5 reasons to be bullish about Brazil in 2016

2015 was not a year that was kind to the Brazilian economy. Political concerns, low global commodity prices and high inflation caused GDP to take a knock however measures to encourage the economy to bounce back have either already been put in place or are being implemented early this year.

Due to these positive steps, according to the International Monetary Fund (IMF), the rate of economic contraction could reduce significantly (from 3.026% to 1.044%) over the course of 2016. Furthermore, Goldman Sachs has predicted that inflation will also reduce to 7%.

The longer-term picture is certainly rosy, with the IMF projecting GDP growth of more than 2% for every year from 2017 to 2020.

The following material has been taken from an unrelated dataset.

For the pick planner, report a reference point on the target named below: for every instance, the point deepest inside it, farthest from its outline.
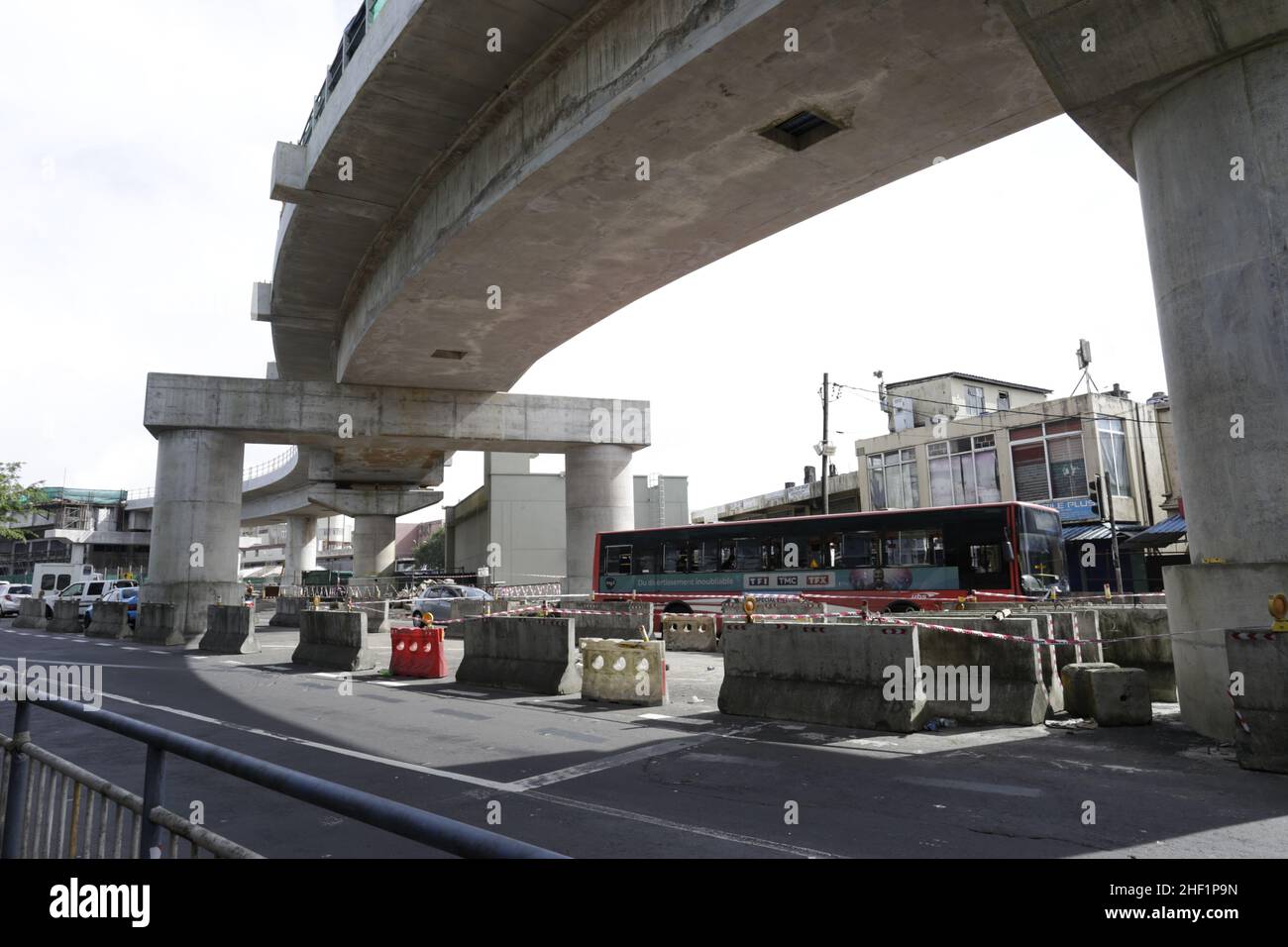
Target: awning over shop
(1159, 535)
(1095, 531)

Paul Telfer, CFO of leading real estate developer Ritz-G5, which is developing a range of projects in the northeast of Brazil, comments on the country’s outlook,

“Brazil is undergoing a macroeconomic adjustment right now. It’s a necessary process but not one that needs to cause long-term distress. The rate of economic contraction should reduce substantially over the course of 2016 and in the medium to long term Brazil remains an excellent investment prospect.”

There are many reasons to be bullish about Brazil in the near future, here are just 5:

  1. Political turnaround

President Dilma Rousseff has been working diligently on plans for Brazil’s economic development, to bolster both her country’s economy and public faith in her leadership. She is seeking to get off to a strong start in 2016, with plans including new infrastructure projects and tax breaks for real estate purchases. Meanwhile the newly appointed Finance Minister Nelson Barbosa, is tipped to be bringing in amendments to labour laws, pensions and taxes in order to bring about the structural and fiscal change required to boost GDP growth once more.

  1. Rising property prices

House prices in Brazil rose by 2.4% in the year to Q3 2015, according to Knight Frank’s Global House Price Index. The real estate sector seems to have put up a robust resistance to 2015’s economic negativity and President Rousseff’s new real estate tax breaks should help the sector to continue flourishing in 2016. Certainly demand from investors is still strong, with Ritz-G5’s Costa Azul development proving an attractive prospect. Enjoying a stunning location with beach and ocean views in Petrópolis, the 168 apartments offer a luxurious lifestyle to residents looking for first class amenities – the building includes a swimming pool, gym, private bar and spa, all within easy commuting distance of the city centre.

  1. The Olympic effect

Another strong reason for positivity in 2016 is Brazil’s hosting of the Summer Olympics and Paralympics in Rio de Janiero. The city – and indeed the wider country – is expected to benefit hugely from increased visitor numbers over the summer months.

  1. Auto exports

Brazil’s vehicle manufacturing industry reported a 25% jump in export volume during 2015 and manufacturers’ association Anfavea has projected a further 8% rise over the course of 2016. Renault and Volkswagen are both key importers of Brazilian automotive parts, with high volumes of exports flowing into South America and Europe.

  1. Biofuel boost

Finally, Brazil’s biofuel sector looks set to enjoy a positive 2016. The Centre for Advanced Studies in Applied Economics (Cepea/Esalq) considers that the heightened consumption and price increases of 2015 may hail the dawning of a new era for the country’s biofuel industry. Certainly the industry seems to think so, with mills prioritising the production of ethanol over that of sugar for the 2016/17 harvest.

For those looking at Brazil’s 2016 prospects, there are plentiful ways in which the country is bringing positivity to its economic situation. This year should mark a significant turning point, with investors who choose the right developments getting in at just the right time, before the economy returns to growth next year.